Is It A Problem If People Only Discover A Musician Because They Have A Cool Kickstarter?
from the uh,-nope dept
the weirdest thing right now is that everybody KNOWS about it. i’m now famous for my kickstarter.There were definitely similar concerns about things like Radiohead's In Rainbows, where some said it's only known as the "pay what you want album." That said, Palmer immediately points out that she's not too hung up on this, and discusses repeatedly what a "fucking game-changer" Kickstarter is for the music business.
which is a little depressing. i wish that i could steal all that enthusiasm and high-fiving i’ve getting from strangers in the street (literally) and re-route it to the album when comes out. i don’t want this album to be remembered as “the kickstarter record.”
i do want this record to explode. and i want this record to explode because it is awesome.
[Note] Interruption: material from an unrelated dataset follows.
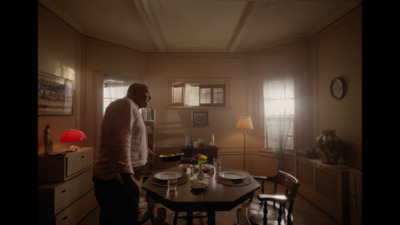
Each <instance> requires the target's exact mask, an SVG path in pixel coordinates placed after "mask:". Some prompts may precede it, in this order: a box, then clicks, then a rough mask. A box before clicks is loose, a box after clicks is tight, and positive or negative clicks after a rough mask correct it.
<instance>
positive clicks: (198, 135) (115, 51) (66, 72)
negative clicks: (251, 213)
mask: <svg viewBox="0 0 400 225" xmlns="http://www.w3.org/2000/svg"><path fill="white" fill-rule="evenodd" d="M38 57H39V63H38V67H39V71H43V72H47V73H52V74H55V75H59V76H65V77H69V78H71V79H73V80H75V92H74V94H75V99H74V100H75V105H74V107H75V108H74V116H39V117H38V141H39V145H38V153H41V152H43V142H42V138H43V136H42V132H43V129H44V127H45V125H46V124H51V126H52V132H53V136H54V139H55V141H56V147H63V146H65V145H64V144H60V143H58V139H59V137H60V136H61V134H62V132H63V131H64V130H66V129H70V128H78V129H82V130H83V131H84V132H85V134H86V136H87V140H86V141H85V142H83V143H82V145H83V146H94V147H95V149H97V147H98V145H99V139H98V137H99V130H100V129H99V128H100V124H101V117H102V112H101V97H102V96H101V81H102V76H103V75H104V74H105V73H114V74H120V75H125V76H134V77H135V78H137V80H138V81H140V82H144V83H146V84H148V85H149V87H150V89H151V94H152V98H153V99H152V101H151V103H150V104H151V106H152V107H154V108H155V109H156V110H157V111H156V120H157V121H156V148H157V149H159V151H169V150H171V149H178V148H179V147H180V146H182V145H183V144H184V136H185V134H190V135H192V136H194V137H204V138H205V139H206V141H209V140H210V138H211V133H214V135H215V138H216V142H217V145H218V146H219V147H220V153H221V155H222V156H223V158H224V159H225V161H226V165H232V166H234V167H238V168H241V166H242V161H241V159H242V155H241V153H242V151H243V133H242V132H241V131H240V130H238V129H236V128H235V126H236V122H237V119H238V118H239V116H241V115H250V116H251V117H252V120H253V124H254V126H255V129H254V130H253V131H249V132H248V133H247V136H246V143H247V150H248V157H246V159H247V163H246V165H248V168H249V170H251V171H255V172H262V170H264V169H268V170H271V168H270V167H271V166H272V167H273V168H274V167H276V166H275V165H276V160H274V159H273V155H272V154H269V153H265V152H260V150H262V149H263V126H262V120H263V116H262V109H261V108H260V107H259V102H260V101H261V95H262V92H261V90H260V86H259V84H260V81H261V80H262V77H264V76H269V75H275V74H283V73H293V74H295V76H296V83H297V84H299V86H298V87H300V88H298V89H296V94H297V95H298V99H296V105H298V106H299V107H298V111H296V118H297V122H296V135H297V137H298V138H297V143H296V146H297V147H300V146H302V145H306V144H312V141H313V139H314V137H316V136H317V135H318V132H319V131H318V130H319V129H322V128H331V129H336V130H337V134H338V136H339V137H341V138H342V139H343V140H345V141H346V142H347V143H349V145H350V146H351V147H352V148H351V152H350V153H349V154H348V156H349V163H350V164H352V165H355V166H359V167H361V152H362V146H361V15H360V13H357V12H356V13H353V14H351V15H350V16H349V17H346V18H345V19H344V20H341V21H339V22H338V23H336V24H335V25H334V26H332V27H331V28H329V29H327V30H325V31H323V32H321V33H320V34H318V35H317V36H315V37H313V38H312V39H308V40H304V41H301V42H297V43H293V44H290V45H286V46H282V47H277V48H273V49H269V50H265V51H263V52H259V53H256V54H203V53H202V54H190V53H188V54H176V53H168V54H167V53H164V54H161V53H160V54H154V53H142V52H138V51H135V50H131V49H127V48H124V47H119V46H116V45H112V44H109V43H105V42H103V41H99V40H95V39H92V38H87V37H85V36H83V35H80V34H79V33H78V32H77V31H75V30H74V29H72V28H71V27H70V26H69V25H67V24H65V23H63V22H62V21H60V20H59V19H58V18H57V17H55V16H54V15H52V14H51V13H49V12H48V11H47V10H46V9H44V8H41V5H40V4H39V52H38ZM336 75H343V76H344V77H345V78H346V80H347V82H348V86H349V90H348V93H347V95H346V97H345V98H344V99H343V100H341V101H336V100H333V99H332V98H331V97H330V96H329V92H328V86H329V82H330V79H331V78H333V77H334V76H336ZM210 77H212V78H221V79H228V80H229V82H230V87H231V93H230V105H229V107H227V108H224V109H207V111H208V112H209V125H208V126H206V127H192V126H191V125H190V112H191V110H184V109H170V108H169V107H168V105H167V102H168V101H167V97H168V96H167V94H168V80H169V79H172V78H210ZM263 162H264V163H263ZM265 162H267V163H265ZM264 167H265V168H264Z"/></svg>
However, it did seem worth focusing in a bit on this point to think about it some more. Is it really that big a problem if people know you for doing something innovative that is indirectly connected to the art? I don't think so. The biggest challenge for many (probably most) artists these days is obscurity. They need ways to stand out from the crowd -- and often that goes beyond the music.
But none of that eclipses the music entirely.
Sure, some people may focus on the business model or the marketing efforts, but that's a fantastic conduit to the music. The only reason I learned about Amanda Palmer in the first place, years ago, was her efforts to get out of her major label recording deal, after the label (Warner Music) took her own videos down as part of their fight with YouTube. And, obviously, she's done lots of other interesting things that matter to the community here as well. Since first learning about her, however, I've become a huge fan of her music as well (and discovered that she puts on a fantastic live show).
Basically, everything that you do as an artist to stand out still leads back to the work. And the best gimmick in the world isn't that effective if the art isn't amazing too.
It's what we've said in the past: no marketing, no gimmick, no trick will "work" if you're not also producing awesome content. Sure, there will always be some people who support you for doing something cool in how you present yourself. But, as our critics always like to remind us, the art itself is still central. And no one's denied that. But we take it for granted that if you're going to make any of these new things work you also have to make good content. And if you make good content, but attract attention for a successful Kickstarter, it's quite likely that a bunch of those people will become true fans of the music (and the artist) as well.